Let $x=R\sin{t},\;t\in\left[-\dfrac{\pi}{2},\dfrac{\pi}{2}\right]$ then, $$I=\int_{-\pi/2}^{\pi/2}\dfrac{R\cos{t}}{(a-R\sin{t})\sqrt{R^2+a^2-2aR\sin{t}}}\cdot R\cos{t}\;\mathrm dt$$ so, $$I=R^2\int_{-\pi/2}^{\pi/2}\dfrac{\cos^2{t}}{(a-R\sin{t})\sqrt{R^2+a^2-2aR\sin{t}}}\;\mathrm dt$$

Maybe following can use Gamma function? But I can't find it. Thank you someone can help me.
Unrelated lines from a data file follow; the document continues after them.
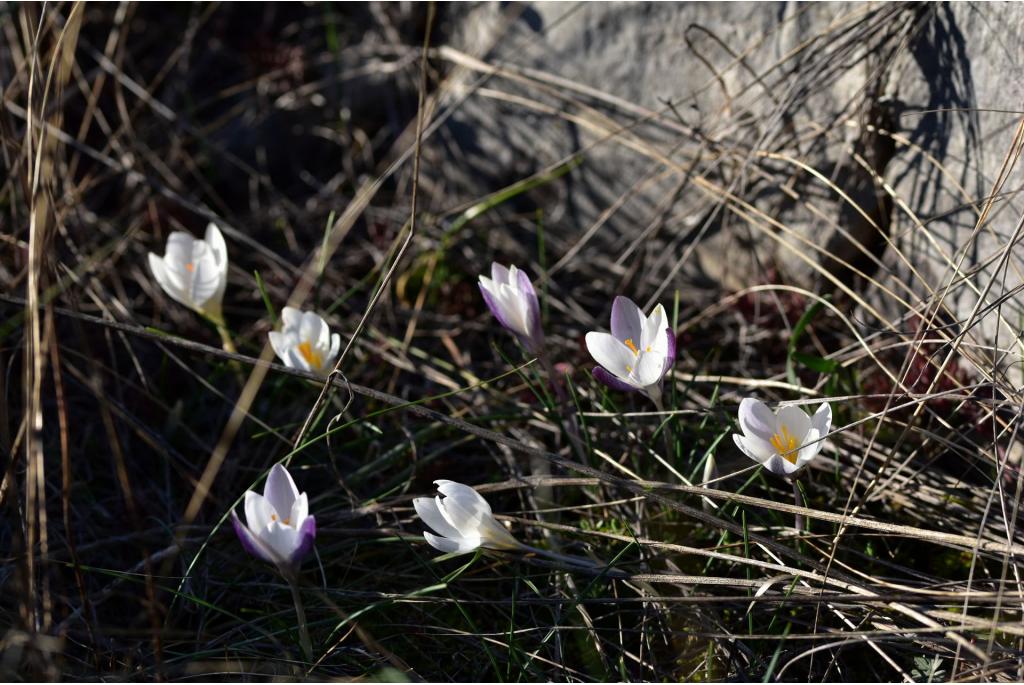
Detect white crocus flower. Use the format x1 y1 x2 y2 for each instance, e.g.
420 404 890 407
732 397 831 476
413 480 527 553
479 262 544 354
587 296 676 402
231 464 316 569
150 222 227 324
269 307 341 376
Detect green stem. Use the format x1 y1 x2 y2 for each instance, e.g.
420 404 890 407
281 569 313 663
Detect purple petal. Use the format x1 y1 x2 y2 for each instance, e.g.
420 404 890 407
591 367 640 392
477 284 514 332
231 510 273 563
516 269 544 353
289 516 316 566
662 327 676 376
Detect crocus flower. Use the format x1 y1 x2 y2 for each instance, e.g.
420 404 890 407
150 222 227 323
413 480 525 552
269 307 341 376
732 397 831 476
479 262 544 354
587 296 676 401
231 464 316 568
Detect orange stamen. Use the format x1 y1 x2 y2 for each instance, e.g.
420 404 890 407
771 424 797 464
299 340 324 369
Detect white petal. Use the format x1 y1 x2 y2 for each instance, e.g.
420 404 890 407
811 402 831 435
281 307 302 333
732 433 775 464
423 530 479 554
245 490 273 530
739 397 775 443
327 333 341 368
288 493 309 528
586 331 637 385
775 406 811 445
263 464 299 517
258 521 299 561
266 331 289 365
490 262 512 285
634 352 665 387
204 221 227 274
797 428 823 466
611 295 644 345
150 252 176 299
413 497 461 538
637 304 669 352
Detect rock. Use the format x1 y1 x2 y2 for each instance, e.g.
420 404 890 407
436 3 1024 384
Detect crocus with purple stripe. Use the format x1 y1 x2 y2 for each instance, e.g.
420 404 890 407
479 262 544 354
587 296 676 401
231 464 316 568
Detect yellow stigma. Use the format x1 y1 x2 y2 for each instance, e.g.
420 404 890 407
299 340 324 369
771 424 797 464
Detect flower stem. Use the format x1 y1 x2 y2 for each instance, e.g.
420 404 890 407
281 569 313 663
793 478 804 532
537 350 587 459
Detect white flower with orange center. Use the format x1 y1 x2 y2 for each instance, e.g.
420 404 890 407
732 397 831 476
150 222 227 324
231 464 316 569
269 307 341 376
587 296 676 402
413 480 531 554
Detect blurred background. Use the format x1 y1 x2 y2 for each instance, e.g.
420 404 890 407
6 2 1024 682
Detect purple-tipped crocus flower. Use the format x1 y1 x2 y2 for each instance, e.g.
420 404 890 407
587 296 676 403
231 464 316 568
480 262 544 354
732 397 831 476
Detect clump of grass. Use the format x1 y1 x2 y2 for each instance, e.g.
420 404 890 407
0 4 1024 681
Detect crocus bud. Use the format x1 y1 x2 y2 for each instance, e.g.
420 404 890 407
269 307 341 376
413 480 524 553
479 262 544 354
732 397 831 476
587 296 676 398
150 223 227 323
231 464 316 568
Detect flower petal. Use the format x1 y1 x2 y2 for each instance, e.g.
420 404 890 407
739 397 775 444
490 262 512 286
479 275 516 333
811 402 831 435
611 295 644 345
413 497 462 539
288 493 309 528
662 328 676 376
266 331 289 366
732 433 775 464
259 521 299 563
586 331 637 380
289 516 316 565
634 353 665 388
245 490 274 530
231 511 273 563
775 406 811 444
591 367 640 392
263 464 299 517
423 530 479 554
281 307 302 333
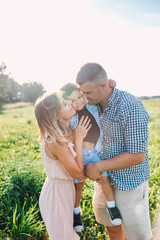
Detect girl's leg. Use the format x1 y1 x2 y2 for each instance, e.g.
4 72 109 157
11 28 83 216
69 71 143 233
101 175 122 225
74 180 85 208
106 225 125 240
73 180 85 232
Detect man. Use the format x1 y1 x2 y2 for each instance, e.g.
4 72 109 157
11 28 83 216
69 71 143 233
76 63 152 240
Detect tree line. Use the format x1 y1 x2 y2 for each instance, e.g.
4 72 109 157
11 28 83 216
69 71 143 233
0 63 46 107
• Wouldn't it help to first rescale the integral down to one parameter? Substituting $x=Ru$, I reduced the integral to $I=\int_{-1}^{1}\dfrac{\sqrt{1-u^2}}{(\alpha-u)\sqrt{1+\alpha^2-2\alpha u}}du$. Just seems like a cleaner place to start to me. – David H Oct 22 '13 at 15:35

The second line of the OP is $$I=\int_{-\pi/2}^{\pi/2} \frac{\cos^2 t} {(\alpha -\sin t)\sqrt{1+\alpha^2-2\alpha \sin t}}dt$$ $$=\int_{-\pi/2}^{\pi/2} \frac{1-\sin^2 t} {(\alpha -\sin t)\sqrt{1+\alpha^2-2\alpha \sin t}}dt$$ where $\alpha\equiv a/R$. Partial fraction decomposition yields $$=\int_{-\pi/2}^{\pi/2} [\sin t +\alpha+\frac{1-\alpha^2}{\alpha -\sin t}]\frac{1} {\sqrt{1+\alpha^2-2\alpha \sin t}}dt.$$ Then the three integrals $$\int \frac{1}{\sqrt{a+b\sin x}}dx,$$ $$\int \frac{\sin x}{\sqrt{a+b\sin x}}dx,$$ and $$\int \frac{1}{(2-p^2+p^2\sin x)\sqrt{a+b\sin t}}dt$$ are tabulated in terms of Elliptic Integrals as 2.571.1, 2.571.2 and 2.574.1 in the Gradsteyn-Rzyshik tables of integrals.